HCC screening is performed with CT or MRI in many centers given the improved sensitivity and ability to detect early-stage tumors associated with these modalities [13, 21]. In a prospective Korean study directly comparing the performance of US and MRI for HCC screening/surveillance, the PPVs for HCC detection with US and MRI were 17% and 54%, respectively, and sensitivities for HCC detection were 28% and 86%, respectively [22]. The higher cost of these modalities, along with increased radiation exposure (CT) and relatively long exam times (MRI), raise questions about which imaging modality is optimal for HCC screening/surveillance. These drawbacks must be reconciled with the fact that US screening generally demonstrates higher false-positive rates than CT or MRI, often revealing indeterminate findings that require additional imaging and/or biopsy, adding to additional potential cost and harm [21, 23, 24].

In our study, a substantial proportion of patients (37% and 32%, for readers 1 and 2, respectively) were assigned visualization scores of B or C, highlighting the suboptimal US image quality frequently encountered in patients typically undergoing HCC screening/surveillance. In a very recent study of 3169 patients who underwent multiple HCC surveillance US examinations, the probability of a repeat visualization score C on subsequent US increased with a higher number of preceding examinations with score C [25]. Potential future screening directions for this population include a patient-centered quality scoring system incorporating individual patient factors (such as presence of cirrhosis and BMI) to adequality stratify risk and identify those in whom US sensitivity may be reduced; in these patients, and especially in those with previous US examinations with score C, screening with CT or MRI would likely be beneficial. Abbreviated MRI techniques could also be used to mitigate the financial and time cost of a complete MRI, while providing more comprehensive information than US about the liver and other abdominal organs potentially relevant to transplant candidates [26,27,28,29].

Our study has several limitations, most notably being its retrospective, single-center design. Our patient population being from a densely populated, urban setting is not necessarily reflective of the true national or global human population. Although patients were scanned according to a standardized institutional protocol, obtaining images from 15 different sonographers and 2 different US systems from the same vendor may have introduced variability in image quality. Our limited sample size, limited number of studies categorized as US LI-RADS 3, and suboptimal distribution of clinical variables prevented us from controlling for too many covariates (including etiology of underlying liver disease and Child–Pugh score) in the statistical analysis, and from providing more robust descriptive statistics. Finally, no follow-up was sought on any patients in our cohort receiving US LI-RADS 1 or US LI-RADS 2 scores, preventing us from calculating sensitivity and specificity.
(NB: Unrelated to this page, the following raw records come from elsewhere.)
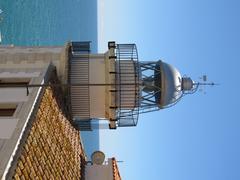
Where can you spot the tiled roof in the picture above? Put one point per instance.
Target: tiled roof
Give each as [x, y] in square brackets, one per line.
[52, 149]
[116, 174]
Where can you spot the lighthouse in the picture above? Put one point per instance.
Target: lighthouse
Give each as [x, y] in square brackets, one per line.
[114, 87]
[117, 87]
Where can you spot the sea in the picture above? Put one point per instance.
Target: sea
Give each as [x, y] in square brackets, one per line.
[51, 22]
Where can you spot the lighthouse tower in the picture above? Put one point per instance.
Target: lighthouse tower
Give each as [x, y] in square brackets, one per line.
[113, 86]
[117, 87]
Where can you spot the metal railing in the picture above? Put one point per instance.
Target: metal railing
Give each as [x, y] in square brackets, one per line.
[127, 96]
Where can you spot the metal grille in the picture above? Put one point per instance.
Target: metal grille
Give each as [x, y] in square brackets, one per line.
[79, 74]
[128, 78]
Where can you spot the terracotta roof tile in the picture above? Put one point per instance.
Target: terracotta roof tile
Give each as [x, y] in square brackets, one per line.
[52, 149]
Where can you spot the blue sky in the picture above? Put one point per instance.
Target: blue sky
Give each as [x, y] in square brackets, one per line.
[199, 137]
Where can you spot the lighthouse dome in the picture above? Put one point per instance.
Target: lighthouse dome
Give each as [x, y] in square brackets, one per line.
[170, 83]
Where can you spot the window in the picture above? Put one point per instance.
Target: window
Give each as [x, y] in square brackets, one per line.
[7, 109]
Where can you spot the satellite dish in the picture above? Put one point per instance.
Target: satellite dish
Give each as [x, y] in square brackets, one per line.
[98, 157]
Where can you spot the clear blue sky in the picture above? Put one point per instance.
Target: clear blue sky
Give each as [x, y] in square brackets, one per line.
[198, 139]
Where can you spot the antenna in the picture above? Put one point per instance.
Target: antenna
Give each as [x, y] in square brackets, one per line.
[201, 86]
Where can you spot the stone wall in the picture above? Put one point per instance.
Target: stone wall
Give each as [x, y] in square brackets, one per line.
[52, 149]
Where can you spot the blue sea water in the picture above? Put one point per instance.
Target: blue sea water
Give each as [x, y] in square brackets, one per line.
[51, 22]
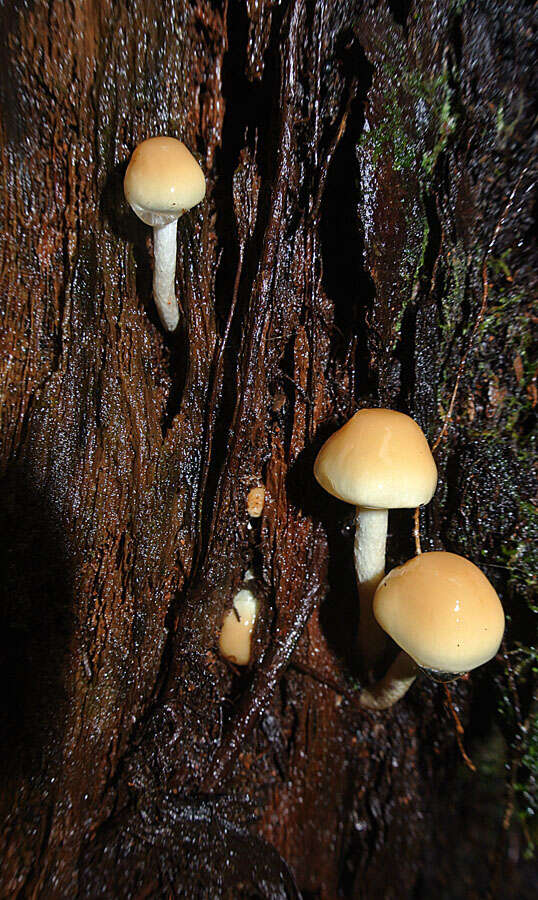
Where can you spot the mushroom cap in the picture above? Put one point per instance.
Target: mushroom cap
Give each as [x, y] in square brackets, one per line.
[163, 180]
[379, 459]
[442, 610]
In conclusion, we report an acceptable inter-reader agreement when assigning a US LI-RADS visualization score and 100% concordance in assigning a diagnostic category. Moderate to severe limitations in quality of US performed for HCC screening/surveillance was observed in approximately a third of patients in our cohort. Patients with cirrhosis and/or obesity are more likely to have poorer quality US studies and may benefit from other screening modalities such as CT or MRI. Future research should consider stratifying patients at-risk into adequate screening tests.